Microsoft Executive Suggests Google Delisting a No-Go



Last week, Microsoft and Rupert Murdoch's News Corp. were reportedly in talks over an agreement that would see News Corp.'s Websites delisted from Google search in exchange for payment by Microsoft. Subsequent articles suggested that those initial reports were, in fact, totally overblown.

But the Financial Times, in reporting that original Microsoft-News Corp. story (which relied on unnamed sources allegedly close to the negotiations), also quoted a Web publisher who had apparently been approached by Microsoft about deindexing from Google in return for cash.

Whether or not you believe that Microsoft would try something like that--it's not exactly the smartest move, considering that Bing will occupy around 10 percent of the U.S. search engine market until the Microsoft-Yahoo partnership, which will see Bing powering search on Yahoo's sites, closes in 2010--an offhand comment during last week's Bing press conference suggested that Microsoft is likely more focused on growing its own properties than persuading publishers to delist from the largest search engine currently on the market.
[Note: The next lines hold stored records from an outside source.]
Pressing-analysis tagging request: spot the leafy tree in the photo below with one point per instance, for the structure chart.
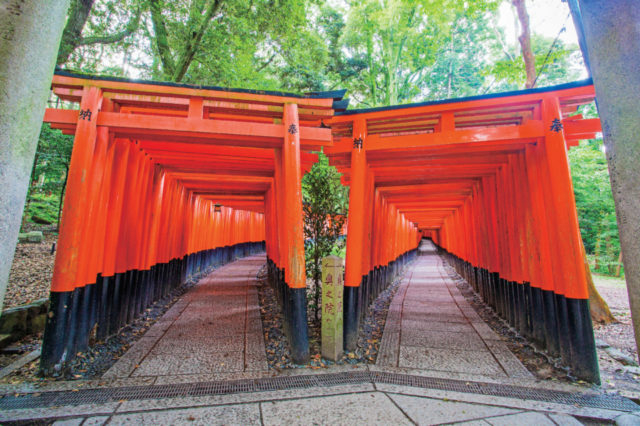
(594, 201)
(325, 203)
(222, 41)
(399, 40)
(91, 26)
(49, 176)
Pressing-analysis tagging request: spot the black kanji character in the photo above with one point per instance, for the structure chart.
(85, 114)
(556, 125)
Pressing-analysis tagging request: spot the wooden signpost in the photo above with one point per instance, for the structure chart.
(332, 290)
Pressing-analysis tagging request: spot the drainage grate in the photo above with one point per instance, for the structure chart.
(607, 402)
(106, 395)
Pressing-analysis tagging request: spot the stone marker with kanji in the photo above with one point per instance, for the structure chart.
(332, 289)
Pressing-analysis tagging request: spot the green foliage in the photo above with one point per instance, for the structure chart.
(594, 201)
(553, 65)
(397, 46)
(325, 203)
(48, 176)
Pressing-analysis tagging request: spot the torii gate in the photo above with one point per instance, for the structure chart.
(167, 179)
(487, 178)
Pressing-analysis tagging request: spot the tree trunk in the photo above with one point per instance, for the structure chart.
(612, 36)
(525, 43)
(619, 265)
(78, 15)
(600, 312)
(30, 30)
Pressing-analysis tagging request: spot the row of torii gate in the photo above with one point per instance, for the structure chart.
(167, 180)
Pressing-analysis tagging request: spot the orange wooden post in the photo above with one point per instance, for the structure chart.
(65, 271)
(355, 235)
(574, 295)
(295, 275)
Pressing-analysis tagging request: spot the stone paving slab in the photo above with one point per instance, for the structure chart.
(214, 328)
(444, 340)
(435, 411)
(480, 362)
(245, 414)
(361, 409)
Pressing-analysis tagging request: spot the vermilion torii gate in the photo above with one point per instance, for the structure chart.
(487, 178)
(167, 179)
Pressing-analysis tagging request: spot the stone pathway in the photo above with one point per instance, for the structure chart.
(431, 327)
(215, 328)
(215, 332)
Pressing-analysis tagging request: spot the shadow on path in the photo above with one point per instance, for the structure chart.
(431, 327)
(214, 328)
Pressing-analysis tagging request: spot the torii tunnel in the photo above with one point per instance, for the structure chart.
(167, 180)
(487, 179)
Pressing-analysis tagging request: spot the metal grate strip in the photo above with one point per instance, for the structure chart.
(106, 395)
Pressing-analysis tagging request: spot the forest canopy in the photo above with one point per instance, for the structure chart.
(383, 52)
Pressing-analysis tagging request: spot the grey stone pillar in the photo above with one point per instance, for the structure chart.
(30, 32)
(612, 33)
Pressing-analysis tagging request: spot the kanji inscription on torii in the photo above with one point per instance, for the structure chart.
(332, 291)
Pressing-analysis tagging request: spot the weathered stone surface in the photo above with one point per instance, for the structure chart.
(357, 409)
(209, 331)
(246, 414)
(432, 327)
(332, 292)
(435, 411)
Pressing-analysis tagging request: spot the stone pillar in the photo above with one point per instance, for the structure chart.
(612, 33)
(332, 290)
(30, 34)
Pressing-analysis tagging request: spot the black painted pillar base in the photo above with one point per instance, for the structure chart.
(53, 344)
(351, 317)
(299, 335)
(584, 359)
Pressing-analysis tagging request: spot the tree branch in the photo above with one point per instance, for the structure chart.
(190, 49)
(129, 29)
(71, 35)
(162, 42)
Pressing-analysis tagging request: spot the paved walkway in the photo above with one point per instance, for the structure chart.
(171, 376)
(214, 328)
(432, 328)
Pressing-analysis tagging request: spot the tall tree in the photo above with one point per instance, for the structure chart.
(25, 26)
(612, 36)
(525, 42)
(325, 203)
(200, 15)
(78, 18)
(399, 41)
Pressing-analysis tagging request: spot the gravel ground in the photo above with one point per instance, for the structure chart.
(30, 276)
(614, 376)
(277, 347)
(538, 363)
(101, 355)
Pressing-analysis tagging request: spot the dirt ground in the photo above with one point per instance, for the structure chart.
(615, 375)
(31, 271)
(33, 264)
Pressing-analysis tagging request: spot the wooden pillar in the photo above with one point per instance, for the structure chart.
(294, 263)
(64, 299)
(355, 235)
(573, 294)
(30, 40)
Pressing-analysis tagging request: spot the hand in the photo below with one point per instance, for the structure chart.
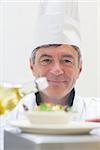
(93, 120)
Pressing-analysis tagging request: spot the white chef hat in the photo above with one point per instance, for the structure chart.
(57, 23)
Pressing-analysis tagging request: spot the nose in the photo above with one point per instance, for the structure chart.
(56, 69)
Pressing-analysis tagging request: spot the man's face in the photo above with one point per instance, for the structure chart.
(61, 68)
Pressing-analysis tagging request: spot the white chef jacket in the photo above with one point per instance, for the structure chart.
(87, 107)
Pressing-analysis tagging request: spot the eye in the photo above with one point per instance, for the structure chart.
(45, 61)
(67, 61)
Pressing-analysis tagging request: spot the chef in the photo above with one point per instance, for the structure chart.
(56, 55)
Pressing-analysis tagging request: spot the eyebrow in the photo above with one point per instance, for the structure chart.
(68, 56)
(64, 56)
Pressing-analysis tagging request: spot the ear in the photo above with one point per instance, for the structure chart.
(80, 70)
(31, 65)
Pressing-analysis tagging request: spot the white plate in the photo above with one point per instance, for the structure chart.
(70, 128)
During the Dec. 2 conference, Satya Nadella, senior vice president of research and development for Microsoft's Online Services Division, said, "There is no real intent here that is focused on getting a whole bunch of content that is deindexed from Google."
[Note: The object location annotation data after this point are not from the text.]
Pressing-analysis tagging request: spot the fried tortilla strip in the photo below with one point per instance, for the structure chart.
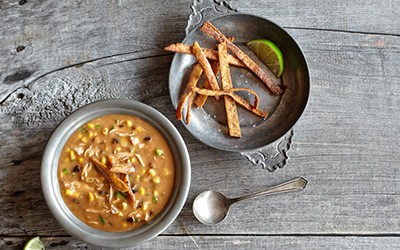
(206, 66)
(110, 176)
(212, 31)
(193, 79)
(201, 99)
(226, 82)
(123, 168)
(209, 53)
(252, 108)
(128, 183)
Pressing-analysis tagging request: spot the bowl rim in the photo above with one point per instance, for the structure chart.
(49, 177)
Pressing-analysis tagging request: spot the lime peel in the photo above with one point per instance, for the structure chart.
(269, 54)
(34, 244)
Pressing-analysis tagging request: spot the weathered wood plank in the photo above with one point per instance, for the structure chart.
(345, 144)
(229, 242)
(339, 143)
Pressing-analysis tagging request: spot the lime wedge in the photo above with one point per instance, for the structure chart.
(34, 244)
(269, 54)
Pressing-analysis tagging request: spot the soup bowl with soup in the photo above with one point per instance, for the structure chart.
(115, 173)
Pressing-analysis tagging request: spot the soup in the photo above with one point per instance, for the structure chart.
(116, 172)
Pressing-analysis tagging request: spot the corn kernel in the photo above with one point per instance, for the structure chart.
(124, 206)
(103, 160)
(124, 142)
(69, 192)
(142, 191)
(72, 155)
(157, 180)
(152, 172)
(91, 197)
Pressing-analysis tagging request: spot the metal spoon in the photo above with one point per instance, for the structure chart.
(211, 207)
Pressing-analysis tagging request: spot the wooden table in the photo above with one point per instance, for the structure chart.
(57, 56)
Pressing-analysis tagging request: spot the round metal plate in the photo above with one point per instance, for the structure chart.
(209, 123)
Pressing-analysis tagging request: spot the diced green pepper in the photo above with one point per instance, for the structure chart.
(159, 152)
(121, 195)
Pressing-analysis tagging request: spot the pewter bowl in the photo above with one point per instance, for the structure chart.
(209, 123)
(50, 185)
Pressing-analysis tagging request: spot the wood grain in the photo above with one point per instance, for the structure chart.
(346, 143)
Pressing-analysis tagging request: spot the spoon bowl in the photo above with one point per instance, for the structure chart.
(211, 207)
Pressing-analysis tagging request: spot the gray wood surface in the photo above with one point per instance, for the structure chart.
(56, 56)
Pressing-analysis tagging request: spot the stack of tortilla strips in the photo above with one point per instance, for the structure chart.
(220, 64)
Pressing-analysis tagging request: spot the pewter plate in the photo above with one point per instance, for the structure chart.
(209, 123)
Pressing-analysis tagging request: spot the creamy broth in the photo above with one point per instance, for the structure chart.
(116, 173)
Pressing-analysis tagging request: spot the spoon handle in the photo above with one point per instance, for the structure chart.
(293, 185)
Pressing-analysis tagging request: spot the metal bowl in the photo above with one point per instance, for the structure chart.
(209, 123)
(51, 190)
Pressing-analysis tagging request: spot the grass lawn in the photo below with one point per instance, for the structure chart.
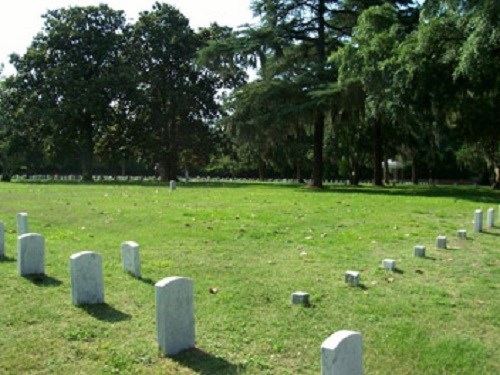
(255, 243)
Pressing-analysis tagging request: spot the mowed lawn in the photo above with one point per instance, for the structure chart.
(256, 244)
Because Microsoft refused to let reporters not in San Francisco dial into the conference, that quote was first reported by Kara Swisher at All Things Digital. I later independently confirmed Nadella's sound byte with Microsoft.
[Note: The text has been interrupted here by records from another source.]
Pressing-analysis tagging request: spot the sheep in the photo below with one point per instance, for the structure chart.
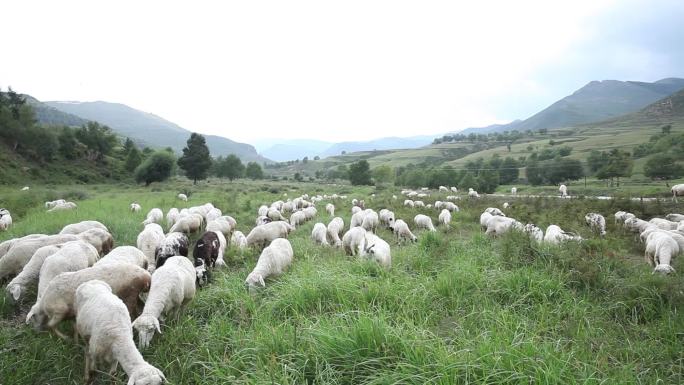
(660, 249)
(330, 209)
(555, 235)
(402, 231)
(21, 252)
(596, 222)
(354, 241)
(148, 241)
(51, 204)
(125, 254)
(172, 216)
(154, 216)
(238, 240)
(319, 234)
(190, 223)
(29, 274)
(5, 219)
(370, 220)
(173, 244)
(57, 303)
(677, 190)
(273, 261)
(378, 250)
(334, 229)
(173, 286)
(103, 321)
(261, 236)
(386, 218)
(80, 227)
(423, 222)
(63, 207)
(445, 217)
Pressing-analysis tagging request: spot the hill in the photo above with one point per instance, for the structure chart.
(151, 130)
(597, 101)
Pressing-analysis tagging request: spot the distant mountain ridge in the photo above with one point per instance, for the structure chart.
(149, 129)
(596, 101)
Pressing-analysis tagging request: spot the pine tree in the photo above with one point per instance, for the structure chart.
(196, 160)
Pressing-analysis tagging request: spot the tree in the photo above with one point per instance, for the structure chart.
(254, 171)
(231, 167)
(359, 173)
(663, 166)
(156, 168)
(195, 160)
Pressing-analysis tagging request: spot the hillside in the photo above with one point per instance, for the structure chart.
(151, 130)
(597, 101)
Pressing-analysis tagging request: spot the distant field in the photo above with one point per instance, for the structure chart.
(455, 308)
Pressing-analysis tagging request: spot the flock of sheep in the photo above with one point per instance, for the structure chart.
(80, 275)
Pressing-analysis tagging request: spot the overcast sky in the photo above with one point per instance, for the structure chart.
(346, 70)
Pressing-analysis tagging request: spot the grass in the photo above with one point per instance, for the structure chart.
(457, 307)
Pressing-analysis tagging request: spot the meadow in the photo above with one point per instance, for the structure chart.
(457, 307)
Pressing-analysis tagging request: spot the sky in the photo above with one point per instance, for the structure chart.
(346, 70)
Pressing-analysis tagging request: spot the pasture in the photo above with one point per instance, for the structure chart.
(455, 308)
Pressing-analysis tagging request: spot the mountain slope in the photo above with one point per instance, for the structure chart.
(597, 101)
(150, 129)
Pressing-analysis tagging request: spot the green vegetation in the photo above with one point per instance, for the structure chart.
(457, 307)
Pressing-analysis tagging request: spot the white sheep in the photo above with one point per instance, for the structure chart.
(173, 286)
(154, 216)
(596, 222)
(319, 234)
(445, 217)
(103, 321)
(273, 261)
(148, 240)
(423, 222)
(80, 227)
(354, 241)
(334, 229)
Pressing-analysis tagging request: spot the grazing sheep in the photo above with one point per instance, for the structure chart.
(596, 222)
(173, 286)
(103, 321)
(154, 216)
(21, 252)
(378, 250)
(319, 234)
(445, 217)
(677, 191)
(173, 244)
(354, 241)
(555, 235)
(238, 240)
(29, 274)
(423, 222)
(261, 236)
(334, 229)
(273, 261)
(57, 303)
(148, 241)
(125, 254)
(80, 227)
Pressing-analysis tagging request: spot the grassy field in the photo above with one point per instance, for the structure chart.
(455, 308)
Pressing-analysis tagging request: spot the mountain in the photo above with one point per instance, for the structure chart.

I feel that Nadella can be believed. At this point, challenging Google by paying publishers to delist their content would be a suicidal move for those publishers, at least as far as ad revenue is concerned; and Microsoft, trying to come back after a few quarters of declining revenues, is unlikely to want to blow millions (or even billions in the long term; last time I checked, Murdoch drove a hard bargain) on such a Quixotic effort.

Instead, it seems that Microsoft is perfectly content to chip away at Google's search dominance by adding new features to Bing. The new additions--announced during that Dec. 2 conference, and not to be confused with November's added features--include updated Bing Maps (complete with Streetside, which provides an eye-level view of local terrain that's reminiscent of Google's Street View) and a new Bing mobile application that allows voice search (among other things).

Whether new-and-improved features, combined with partnerships like the one with Yahoo, eventually allow Microsoft to threaten Google's lead is something that won't be determined for quite some time. At the current moment, though, Microsoft seems content to gain Bing's share by a point or two every quarter ... and not rush into kamikaze deals like the one being suggested with News Corp.